Sunday, February 17, 2013

The decision to help Erica...

So since Friday morning, all of Saturday and all of today I have been thinking about Erica. Specifically about her asking me for a visa.

Yesterday I caught a bus out to work and finished off a minute, and today we had our first Kainan game in the new Sunday season. To my surprise we won by about 12 points. Alex had a monster game. For me, it was kinda dull. Maybe it was because Erica was on my mind. Or maybe it was because I'm just getting old and am a veteran just trying to go through the motions.

I scored three points, on a jumper and a free throw when they fouled me in the last minute. I actually had four free throws, and missed three of them. One of them rested on the ring for so long it had the crowd go "ooo".

Anyway, back to Erica. I think I've decided to help her. First, I'll go through the reasons not to help her:

1. I fear she may not truly like me and is just using me for a visa to stay here.

2. I am 30 now. If I spend my next year or two with her, I'll be 32. Things will probably be over, and then I'll have to start again. Not a good prospect when I want to start a family. Now is the time to be looking.

3. I don't want to live with a prostitute who comes home at 2am everyday.

4. I would like to stay home till my cats pass away.

They seem like pretty strong reasons. So why then, should I help her?

1. It ultimately comes down to whether I think she is using me or not. In asking this, I ask myself, are feelings involved on her part? It's hard to resist any answer other than 'yes'. I keep coming back to that birthday night when she got drunk and went bat shit crazy. That wasn't an act. That was true, raw (albeit nasty) emotions involved. I have gotten her emotionally attached. She may not love me, but she likes me.

I also think a lot about how we slept that night. Could she really have faked that whole night? I read that your sleeping position cannot be faked. Sleeping is when we are at our most vulnerable and honest. If she faked it, does that mean she was awake that whole night, holding me? Could you really lay there wide awake the whole night holding someone you don't like? If she was asleep, then I give great weight to her body language. We held each other for the whole night. When I turned around, she held onto me.

2. I have been single for too long. I need to present a more 'stable' impression of myself for work, and other people.

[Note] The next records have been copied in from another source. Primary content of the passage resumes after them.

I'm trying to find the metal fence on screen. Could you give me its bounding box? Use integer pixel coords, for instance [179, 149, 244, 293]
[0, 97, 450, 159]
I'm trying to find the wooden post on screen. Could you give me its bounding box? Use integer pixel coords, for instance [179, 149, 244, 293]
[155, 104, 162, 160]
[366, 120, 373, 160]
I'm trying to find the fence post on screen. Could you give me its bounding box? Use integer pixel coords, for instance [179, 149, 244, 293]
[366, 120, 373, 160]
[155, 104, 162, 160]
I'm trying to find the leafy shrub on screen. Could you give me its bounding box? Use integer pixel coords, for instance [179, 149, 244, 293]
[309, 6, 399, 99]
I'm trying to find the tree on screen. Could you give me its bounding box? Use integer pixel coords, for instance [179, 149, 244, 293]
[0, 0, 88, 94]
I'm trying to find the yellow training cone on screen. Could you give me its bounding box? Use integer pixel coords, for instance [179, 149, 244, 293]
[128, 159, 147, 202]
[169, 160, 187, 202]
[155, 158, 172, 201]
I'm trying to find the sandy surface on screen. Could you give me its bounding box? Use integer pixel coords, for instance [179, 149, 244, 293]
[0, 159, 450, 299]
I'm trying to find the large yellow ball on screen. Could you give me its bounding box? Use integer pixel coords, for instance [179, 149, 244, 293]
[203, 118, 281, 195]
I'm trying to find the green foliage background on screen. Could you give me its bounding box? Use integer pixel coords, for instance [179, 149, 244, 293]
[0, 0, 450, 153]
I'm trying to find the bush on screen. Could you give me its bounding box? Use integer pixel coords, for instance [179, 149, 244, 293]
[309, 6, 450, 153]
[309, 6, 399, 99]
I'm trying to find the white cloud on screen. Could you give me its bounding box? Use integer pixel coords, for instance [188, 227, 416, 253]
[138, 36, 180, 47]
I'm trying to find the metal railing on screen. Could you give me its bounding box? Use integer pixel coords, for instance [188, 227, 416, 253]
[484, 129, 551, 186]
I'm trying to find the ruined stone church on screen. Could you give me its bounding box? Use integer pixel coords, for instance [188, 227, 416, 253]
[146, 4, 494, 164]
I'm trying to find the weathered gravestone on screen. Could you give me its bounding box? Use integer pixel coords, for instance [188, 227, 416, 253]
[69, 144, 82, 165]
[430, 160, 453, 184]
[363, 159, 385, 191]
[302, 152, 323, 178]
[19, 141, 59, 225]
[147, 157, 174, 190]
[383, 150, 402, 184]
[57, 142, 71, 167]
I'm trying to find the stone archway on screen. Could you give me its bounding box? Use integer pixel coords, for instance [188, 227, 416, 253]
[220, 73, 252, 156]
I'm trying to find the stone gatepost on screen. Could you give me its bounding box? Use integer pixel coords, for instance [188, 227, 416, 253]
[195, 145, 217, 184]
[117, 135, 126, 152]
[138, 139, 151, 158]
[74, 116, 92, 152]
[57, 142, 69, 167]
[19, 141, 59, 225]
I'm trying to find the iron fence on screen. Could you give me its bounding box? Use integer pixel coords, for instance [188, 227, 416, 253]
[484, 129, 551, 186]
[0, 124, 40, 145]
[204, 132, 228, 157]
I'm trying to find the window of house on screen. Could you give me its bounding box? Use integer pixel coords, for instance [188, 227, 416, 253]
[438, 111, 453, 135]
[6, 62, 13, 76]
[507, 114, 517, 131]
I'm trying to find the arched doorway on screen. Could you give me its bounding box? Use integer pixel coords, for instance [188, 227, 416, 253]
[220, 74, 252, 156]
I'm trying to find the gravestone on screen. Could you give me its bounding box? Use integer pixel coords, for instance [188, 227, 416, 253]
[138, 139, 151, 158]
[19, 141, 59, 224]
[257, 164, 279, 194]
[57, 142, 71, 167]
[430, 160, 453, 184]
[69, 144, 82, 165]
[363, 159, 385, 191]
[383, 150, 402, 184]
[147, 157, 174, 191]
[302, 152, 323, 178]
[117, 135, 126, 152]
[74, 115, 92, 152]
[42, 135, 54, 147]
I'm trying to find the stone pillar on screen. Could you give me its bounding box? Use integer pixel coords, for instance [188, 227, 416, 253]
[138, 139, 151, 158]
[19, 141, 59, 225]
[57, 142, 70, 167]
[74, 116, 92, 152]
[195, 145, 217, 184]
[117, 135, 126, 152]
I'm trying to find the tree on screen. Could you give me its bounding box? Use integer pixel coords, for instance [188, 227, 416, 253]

The only caveat I should put is my current emotional state. We haven't texted each other since Friday morning, except for her game invite, my photos, and I sent her a game invite earlier tonight, which she has read. I feel like she's "ignoring" me, because I've pulled away from the visa thing, that maybe she feels this is the end. However, that's just how I felt yesterday, and I shouldn't be imposing my feelings onto her. It's possible that I'm doing this out of insecurity.

So that's it really, the strongest reason I have for doing this is because I believe she truly likes me.

So now, for the practical aspects of it. How does it work?

I won't marry her. I still consider marriage to be sacred and something that can never be broken, so I will not marry her. I know this will end in a year or two. But I will be her de facto to support her for her visa application. The thing is, you have to have been in a de facto relationship (ie. live together) for 12 months prior. Given that she leaves in June, this will be a bit hard.

In any case, I have decided to help.